Syn Michalkiewicza o słowach ojca dot. pedofilii w Kościele : nigdy nie powinny paść. Były "niegodne
"Chciałbym przekazać, że odcinam się całkowicie od słów, które na Pani temat padły z ust Stanisława Michalkiewicza - mojego ojca" - napisał Mateusz Michalkiewicz o słowach, jakie publicysta powiedział komentując przypadek pedofilii z udziałem duchownego.
Początek października. Sąd Apelacyjny w Poznaniu wydaje wyrok, który nakazuje zakonowi chrystusowców wypłacenie ofierze księdza pedofila milion złotych odszkodowania i przyznaje jej dożywotnią rentę. Jak informuje portal wiez.com.pl, prawicowy publicysta, Stanisław Michalkiewicz nazwał orzeczenie sądu “kuriozalnym" i mówił o “zidioceniu niezawisłych sądów". W nagraniu, jakie pojawiło się w mediach oświadczył, że: “dostać milion złotych za molestowanie, że tam ktoś kiedyś wsadził rękę pod spódniczkę, no któż by nie chciał? Wiele pań za mniejsze pieniądze spódniczki podciąga".
Wzorcowy biskup Czaja i żenujący Michalkiewicz >>
Do ofiary księdza pedofilia, pani Katarzyny, napisał syn publicysty, Mateusz Michalkiewicz. List otwarty opublikowała poznańska “Gazeta Wyborcza".

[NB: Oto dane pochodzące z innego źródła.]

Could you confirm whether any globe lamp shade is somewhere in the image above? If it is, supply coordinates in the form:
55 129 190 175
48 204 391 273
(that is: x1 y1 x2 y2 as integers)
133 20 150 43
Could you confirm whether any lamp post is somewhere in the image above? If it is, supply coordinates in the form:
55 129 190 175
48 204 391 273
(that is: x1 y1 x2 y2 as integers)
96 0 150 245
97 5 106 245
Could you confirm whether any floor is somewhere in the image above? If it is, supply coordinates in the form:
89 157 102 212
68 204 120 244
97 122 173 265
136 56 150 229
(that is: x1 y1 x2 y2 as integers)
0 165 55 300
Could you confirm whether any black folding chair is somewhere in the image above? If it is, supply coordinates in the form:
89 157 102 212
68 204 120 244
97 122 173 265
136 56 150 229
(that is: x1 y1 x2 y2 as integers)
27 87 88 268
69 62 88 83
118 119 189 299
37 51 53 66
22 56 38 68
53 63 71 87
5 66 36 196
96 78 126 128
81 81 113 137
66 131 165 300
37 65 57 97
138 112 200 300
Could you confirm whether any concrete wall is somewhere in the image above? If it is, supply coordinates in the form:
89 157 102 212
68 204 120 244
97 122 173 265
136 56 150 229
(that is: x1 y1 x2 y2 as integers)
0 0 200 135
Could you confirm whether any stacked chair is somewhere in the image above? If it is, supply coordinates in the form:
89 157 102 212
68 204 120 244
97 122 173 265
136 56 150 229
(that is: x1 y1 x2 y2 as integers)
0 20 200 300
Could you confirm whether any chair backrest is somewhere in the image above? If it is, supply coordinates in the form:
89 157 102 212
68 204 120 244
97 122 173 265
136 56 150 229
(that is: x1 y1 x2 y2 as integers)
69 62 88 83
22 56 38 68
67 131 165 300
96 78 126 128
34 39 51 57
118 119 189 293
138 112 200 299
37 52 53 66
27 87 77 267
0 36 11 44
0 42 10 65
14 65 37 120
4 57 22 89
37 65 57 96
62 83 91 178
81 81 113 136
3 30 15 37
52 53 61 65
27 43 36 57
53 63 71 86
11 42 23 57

"Chciałbym przekazać, że odcinam się całkowicie od słów, które na Pani temat padły z ust Stanisława Michalkiewicza - mojego ojca. Zapewne wysłuchanie ich było dla Pani bardzo bolesne - i nie dziwię się: do krzywdy sprzed lat dodana została kolejna" - oświadczył.
Dodał, że: "Umniejszanie - czy wręcz negowanie - krzywdy, jakiej Pani doznała, przemocy psychicznej, fizycznej i seksualnej, których doświadczyła Pani jako dziecko urąga elementarnym zasadom sprawiedliwości. Umniejszenie - czy wręcz negowanie - winy sprawcy, zdeklarowanego pedofila i wielokrotnego gwałciciela - urąga elementarnym zasadom sprawiedliwości".
Mateusz Michalkiewicz nawiązał do wypowiedzi ojca, która sugerowała, że zachowanie ofiary księdza pedofila było interesowne: “Jestem pewien, że nikt, nigdy i za żadną sumę nie chciałby znaleźć się w Pani sytuacji. Nie ma na świecie takiej ilości pieniędzy, która mogłaby cofnąć czas, zadośćuczynić doznanej krzywdzie i wymazać jej skutki".
Grzegorz Kramer SJ: nagłaśniajcie tę skandaliczną i do cna złą wypowiedź >>
"Uważam, że słowa, które padły, nie powinny paść nigdy. Uważam, że zachowanie mojego ojca można określić nieco zapomnianym dziś słowem: niegodne" - zakończył swój list syn publicysty.
Według relacji “Gazety Wyborczej" pokrzywdzona odpisała na list. “Jestem ogromnie Panu wdzięczna, bo jak wspominałam, nie musiał Pan przepraszać za słowa swojego Ojca, a jednak to Pan zrobił. Wiele to dla mnie znaczy. Życzyłabym sobie, aby te słowa z usta Pana Ojca nigdy nie padły, bo sprawiły one, że zostałam skrzywdzona po raz kolejny, natomiast nie mamy już na to wpływu" - napisała pani Katarzyna.